Mike's hands tightened on the wheel as he turned a corner and saw his way blocked by a road construction crew. He turned abruptly, thankful for the Ferrari's low ground profile and wide wheel base. He'd have spun out in anything else.

Ahead of him, a parked semi blocked the alley, and Mike braked to a halt. He threw the Ferrari into reverse, but before he could move, the BMW pulled in behind, cutting off that avenue of escape.

"Here we go."

The blonde woman who'd been driving the Beemer got out of her car, a gun held steadily in her hands. Mike glanced from her to the man who trotted down the ramp from the trailer in front of him. The man was armed as well, and his voice was hard as he ordered Mike out of the car

Trying to look suitably intimidated, Mike raised his hands. "Take it easy," he admonished, letting a slight quaver touch his voice. "Take it easy."

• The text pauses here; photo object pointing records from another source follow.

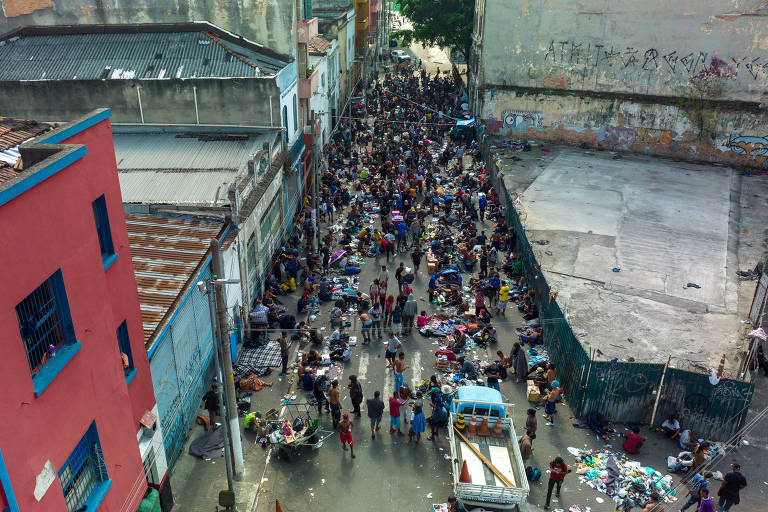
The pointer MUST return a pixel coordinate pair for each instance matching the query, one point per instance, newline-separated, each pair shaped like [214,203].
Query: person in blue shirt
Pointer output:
[402,229]
[495,283]
[482,204]
[432,287]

The dark-haired man who'd been waiting in the semi raised his gun as he yanked open the Ferrari's door. "Get out of the car!" he yelled again. "What are you, stupid?" With his free hand, he reached in and grabbed Mike by the front of his jacket and hauled him out of the seat. "C'mon, man, let's move! Move!"

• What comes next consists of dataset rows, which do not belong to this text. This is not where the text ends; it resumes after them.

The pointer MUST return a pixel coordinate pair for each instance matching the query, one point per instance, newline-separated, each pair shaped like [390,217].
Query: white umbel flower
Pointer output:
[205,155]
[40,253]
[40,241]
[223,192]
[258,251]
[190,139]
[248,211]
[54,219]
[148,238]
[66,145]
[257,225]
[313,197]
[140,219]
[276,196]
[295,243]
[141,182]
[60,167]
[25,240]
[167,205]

Mike stumbled a little as the car thief shoved him back against the side of the car. "Okay," he said, the unsteadiness in his voice genuine this time. The glitter in the thief's eyes said this guy wouldn't think twice about shooting him just for the hell of it. Three people had already been injured in the course of having their expensive imported cars stolen by this same gang. Mike didn't plan to be Number Four. He wondered what was taking Ellison and the rest of his backup so long to make their appearance. "Take it easy," he said again, doing nothing to further incite the agitated carjacker.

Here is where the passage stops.